Теперь вместе со мной вверх стремилась толпа совсем иных людей в современных пиджаках, многие с колодками государственных наград. Среди них и женщины, скромно причесанные, в строгих костюмах.
Направлялись мы не в красочную Грановитую палату с полукружьями старинных сводов, а заворачивали влево в длинный Большой Кремлевский зал с хорами для музыкантов. Внизу на сияющем паркете под их музыку грациозные пары прежде танцевали котильоны, мазурки, вальсы.
Теперь зал был переделан для больших собраний, съездов. Но оказался для этого крайне неприспособленным. Оратора едва слышали в первых рядах. Пришлось каждое место снабдить радионаушником. И я, делегат Всесоюзного съезда изобретателей, сидел в самом зале, а как бы слушал его трансляцию.
Дошла очередь выступления и до меня. Об очень многом хотелось мне, Костя, сказать. Всплыли в памяти горьковские слова: “Человек — это звучит гордо!” И подумал я, друже, что знали былые посетители этого дворца, скажем, о “Вольтовой дуге”, полученной, кстати сказать, русским ученым Петровым в начале восьмисотых годов, раньше физика Вольта? Или о дуговой электролампе (свече) Яблочкова, положившего начало электросвету современности, или электрической лампочке накаливания Ладыгина, намного опередившего Эдисона? Самолет Можайского с паровым двигателем первым из аппаратов тяжелее воздуха оторвался от земли.
— Первая паровая машина на паровозе наших уральцев, братьев Черепановых, — вставил Костя, — работала в Барнаульской глуши раньше паровой машины Уатта.
Увлеченный Званцев вспомнил о РАДИО, открытом профессором Поповым и тщетно оспариваемое в Международном суде итальянцем Маркони. И радиолокацию, пришедшую с Запада в сороковых годах, а она уже практически применялась на учениях Балтийского флота тем же Поповым на сорок лет раньше.
— Знакомая нам с тобой, Костя, косность невежественного начальства, — завершил Званцев начатый им гневный перечень. — Та же судьба, — продолжил он, — была и у вертокрылой летательной машины, геликоптера Сикорского, импортированного из Америки, с легкой руки романа “Мол Северный” (1951 г.) названная “вертолетом”. Впервые примененное мной слово вошло в русский язык.
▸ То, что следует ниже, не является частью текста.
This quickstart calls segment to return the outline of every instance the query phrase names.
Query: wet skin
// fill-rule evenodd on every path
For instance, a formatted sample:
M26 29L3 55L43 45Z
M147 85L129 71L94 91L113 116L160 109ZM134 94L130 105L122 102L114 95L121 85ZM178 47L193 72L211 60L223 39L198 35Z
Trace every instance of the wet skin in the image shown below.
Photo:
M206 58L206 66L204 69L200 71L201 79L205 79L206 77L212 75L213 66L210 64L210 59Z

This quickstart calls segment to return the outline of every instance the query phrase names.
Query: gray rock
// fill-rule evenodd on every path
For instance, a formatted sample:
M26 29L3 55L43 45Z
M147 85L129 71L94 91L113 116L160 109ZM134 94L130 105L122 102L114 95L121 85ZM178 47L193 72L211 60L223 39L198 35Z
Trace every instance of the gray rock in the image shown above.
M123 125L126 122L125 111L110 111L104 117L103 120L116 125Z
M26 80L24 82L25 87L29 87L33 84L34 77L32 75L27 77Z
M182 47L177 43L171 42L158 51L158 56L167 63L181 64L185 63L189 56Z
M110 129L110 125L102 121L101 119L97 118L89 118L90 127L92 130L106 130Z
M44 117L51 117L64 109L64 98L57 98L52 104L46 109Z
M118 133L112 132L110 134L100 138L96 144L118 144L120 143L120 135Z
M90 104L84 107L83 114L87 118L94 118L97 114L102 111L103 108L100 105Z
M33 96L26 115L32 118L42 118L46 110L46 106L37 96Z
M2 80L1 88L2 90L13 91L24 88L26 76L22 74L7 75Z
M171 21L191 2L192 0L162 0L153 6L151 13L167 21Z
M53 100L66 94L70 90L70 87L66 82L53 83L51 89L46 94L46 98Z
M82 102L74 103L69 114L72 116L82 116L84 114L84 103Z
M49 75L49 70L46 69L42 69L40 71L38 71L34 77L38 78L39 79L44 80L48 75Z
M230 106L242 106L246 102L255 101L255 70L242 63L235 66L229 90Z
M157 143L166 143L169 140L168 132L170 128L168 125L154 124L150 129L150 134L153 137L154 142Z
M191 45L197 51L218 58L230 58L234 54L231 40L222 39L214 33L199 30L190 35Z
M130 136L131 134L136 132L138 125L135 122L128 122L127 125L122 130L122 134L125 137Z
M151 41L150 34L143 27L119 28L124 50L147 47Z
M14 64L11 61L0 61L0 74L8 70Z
Горькой традицией России стало пренебреженье русской мыслью. Даже использование ее на Родине называлось многозначительным и досадным словом “внедрение” — то есть преодоление сопротивления, нечто вроде забивания костыля в стену молотком.
— Как же ты выступил с такой высокой трибуны?
— Когда я взошел на нее, знавшую прославленных ораторов, когда увидел световую надпись, предостерегающую о краткости отпущенного мне времени, то понял, что не стоит повторять всем известное о не использовании русского приоритета. И в невольно горячих словах показал всю позорную бессмысленность халатного пренебрежения трудом изобретателей, которые вместо унизительного сгибания спины перед номенклатурщиками могли бы сказать: “Изобретатель — это звучит гордо!”
— И как зал?
— Видимо, задел я делегатов съезда за самое живое и, возвращаясь по проходу между рядами кресел, едва успевал пожимать тянущиеся ко мне руки. Внезапно дорогу мне преградил коренастый человек в усах на мужественном, кавказского типа лице, шепнув:
— В Георгиевском зале. Исключения подтверждают правила…
— Это профессор Илизаров, один из четырех заслуженных изобретателей СССР, — догнав меня, с придыханием сообщил шустрый журналист.
Я слышал об этом примечательном человеке и был рад предстоящей встрече.
Торжественный беломраморный зал. Сверкающие стены его покрыты золотом имен всех Георгиевских кавалеров былого времени Российской империи. Я не удивился бы, прочтя имя Илизарова среди славного перечня, хотя, он, идя на операцию, меча не обнажал, лишь скальпель держал в защищенной перчаткой руке.
Мы сразу нашли в толпе друг друга. Я его — по усам, он меня — по бороде.
Оказалось, что мы заочно знакомы и по фантастике, и по шахматам, но побеседовать нам не удалось. Тот же шустрый репортер притащил фотографа, который снял “двух фантастов”. И вот она, увеличенная до портретных размеров фотография, висит здесь на стене.